Suddenly I jerked upright. What was I doing? How did I dare daydream about something as lovely as my first prom when Courtie was missing?
“It’s such a mystery,” I said.
“What is?” asked David.
“Courtie. She gets on the school bus, but she never gets to school, and nobody notices when she disappears. She couldn’t just vanish into thin air.”
“No,” said David.
“But do you know how many weird cases of missing people there are? I mean, famous cases. Like Judge Crater. In 1930, he stepped into a cab in New York City—and was never heard from again. Not a single trace of him was found. If he was murdered, his body should have been found. If he was still alive, somebody should have seen him. Then there was Dorothy Arnold. In 1910—I think it was 1910—she said goodbye to a friend she’d been chatting with in front of a store in New York, crossed Fifth Avenue—and was never heard from again. Or that famous writer Ambrose Bierce. He investigated one of the strangest cases of disappearance ever—this guy Orion Williamson really did vanish into thin air, right in front of the eyes of his family—and then Bierce himself disappeared. It was about sixty years later. He left the United States, crossed into Mexico—and was never heard from again.”

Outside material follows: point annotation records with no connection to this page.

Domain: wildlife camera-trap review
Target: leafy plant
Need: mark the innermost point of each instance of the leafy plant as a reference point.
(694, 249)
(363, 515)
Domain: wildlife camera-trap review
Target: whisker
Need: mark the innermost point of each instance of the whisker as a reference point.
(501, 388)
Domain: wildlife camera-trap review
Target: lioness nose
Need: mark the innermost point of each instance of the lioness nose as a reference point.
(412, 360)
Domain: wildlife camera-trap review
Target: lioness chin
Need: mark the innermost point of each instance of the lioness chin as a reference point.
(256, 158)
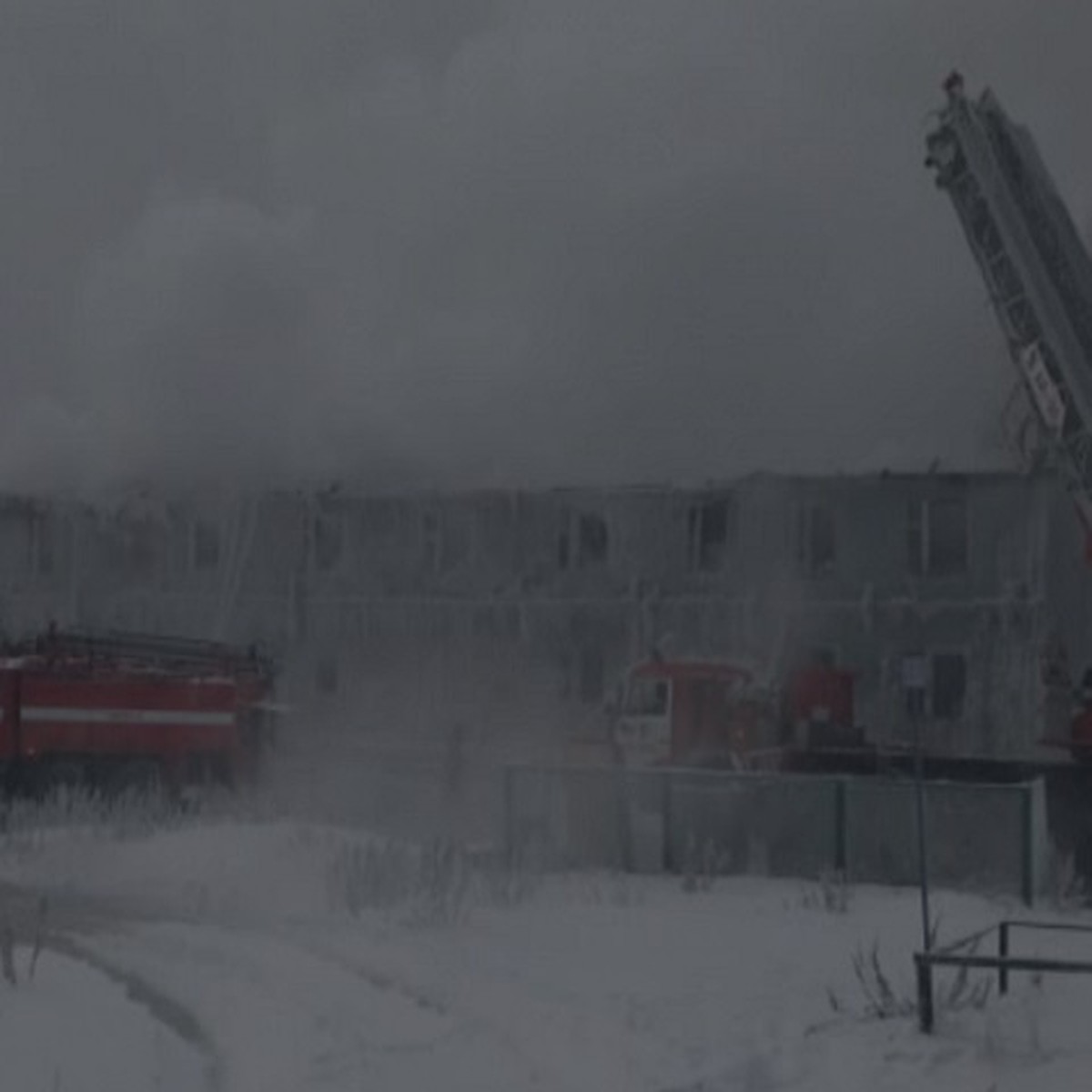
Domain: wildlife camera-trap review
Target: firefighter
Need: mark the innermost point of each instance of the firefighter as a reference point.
(454, 765)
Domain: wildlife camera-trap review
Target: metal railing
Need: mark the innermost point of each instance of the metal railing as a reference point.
(956, 955)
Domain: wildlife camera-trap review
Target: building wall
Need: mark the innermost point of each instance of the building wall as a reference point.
(519, 607)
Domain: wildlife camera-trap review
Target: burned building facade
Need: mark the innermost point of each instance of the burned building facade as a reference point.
(520, 610)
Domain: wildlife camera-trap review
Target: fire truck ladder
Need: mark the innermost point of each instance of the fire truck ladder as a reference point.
(1036, 270)
(167, 653)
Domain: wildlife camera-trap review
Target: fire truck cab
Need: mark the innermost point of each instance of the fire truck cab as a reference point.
(723, 713)
(692, 713)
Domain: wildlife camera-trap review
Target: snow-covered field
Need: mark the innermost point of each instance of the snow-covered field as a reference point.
(279, 956)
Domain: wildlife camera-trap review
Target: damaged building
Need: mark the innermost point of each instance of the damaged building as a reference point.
(519, 610)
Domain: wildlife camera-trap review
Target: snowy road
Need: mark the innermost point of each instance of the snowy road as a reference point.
(238, 942)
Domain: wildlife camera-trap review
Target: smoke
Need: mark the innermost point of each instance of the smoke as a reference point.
(460, 241)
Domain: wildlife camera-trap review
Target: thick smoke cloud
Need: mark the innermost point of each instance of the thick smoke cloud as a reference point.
(470, 241)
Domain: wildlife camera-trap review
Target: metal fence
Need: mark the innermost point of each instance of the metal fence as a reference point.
(986, 838)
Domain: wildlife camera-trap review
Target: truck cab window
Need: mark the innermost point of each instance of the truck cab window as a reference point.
(647, 697)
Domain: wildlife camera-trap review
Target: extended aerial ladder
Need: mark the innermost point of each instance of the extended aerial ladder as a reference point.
(1036, 271)
(167, 654)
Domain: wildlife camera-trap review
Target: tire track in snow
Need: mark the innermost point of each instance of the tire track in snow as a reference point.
(161, 1006)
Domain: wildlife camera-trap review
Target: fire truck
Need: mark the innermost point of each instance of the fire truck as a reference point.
(1038, 278)
(730, 714)
(118, 711)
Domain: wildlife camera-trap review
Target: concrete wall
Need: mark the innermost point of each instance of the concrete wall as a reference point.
(472, 600)
(982, 838)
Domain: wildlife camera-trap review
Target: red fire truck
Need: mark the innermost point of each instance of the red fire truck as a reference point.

“Those stories are bizarre,” said David. “Are you sure they’re true?”
“Well, that’s how they’ve been documented, by lots of different writers and journalists. I get goose bumps just thinking about them. And there are plenty more stories like them. I’d die to know what happened to those people, but I guess we’ll never find out.”
“Yeah.” David slowed down, stopped at a light, and turned left onto the road that would take us to Hopewell. “But you know, I bet it wouldn’t be so hard to disappear if you really wanted to. I mean right now, if we just kept on driving, we could probably disappear so that no one would ever hear from
us again. Nobody knows where we’re headed. Back at Paul’s, we said we were going to cover Cranberry, and then we changed our minds as we got in the car. If we drove another hundred miles or so, we could take this car to a junkyard to be crushed by a compactor, then buy bus tickets to some little town in the middle of nowhere, change our identities. … I bet we could do it.”
“David!” I said with a gasp. “That is bizarre.”
“Bizarre, but possible.”
“I suppose so. Why would anyone want to do that, though?”
David shrugged. “Who knows? An impossible marriage, escaping from trouble or the law. It’s better than killing yourself or something.”
I shivered. “But Courtie’s only four. Those things don’t apply to her.”
“No, that’s true. I’m just pointing out that every mystery does have a solution, even if we don’t know what it is, and some of those solutions are probably pretty mundane. But the mysteries remain mysteries because we don’t know what the solutions are. Judge Crater could simply have gotten fed up with his life and taken off for a cabin in the mountains or something. His story just seems more frightening because we don’t know what really happened.”
“You’re too practical!” I teased. “Those mysteries fascinate me.”
“You’re too romantic,” David teased back, smiling. “But don’t change. I like you that way.”
We were driving slowly along the main street of Hopewell. When David found a parking space, he maneuvered the car into it and we got out, armed with posters and fliers.
“Well?” said David.
“I guess we might as well split up and each take one side of the street.”
“Yeah. I was thinking the same thing, even though it would be more fun to do this together.” Hopewell is such a quaint little town that people come every day just to look around and window-shop and buy gifts. Consequently, a lot of stores have sprung up recently and the town is a busier place than it used to be. We’d get a lot more accomplished separately than together.
For the next hour, I pounded the pavement. I tacked posters to phone poles, lampposts, signposts, fences, and mailboxes. I went into every store, asked the clerks for permission to put a poster in the window, and made a point of telling them about Courtie and her disappearance. I walked up to strangers on the street, handed them fliers, and said, “This is my sister. She’s missing. Have you seen her?”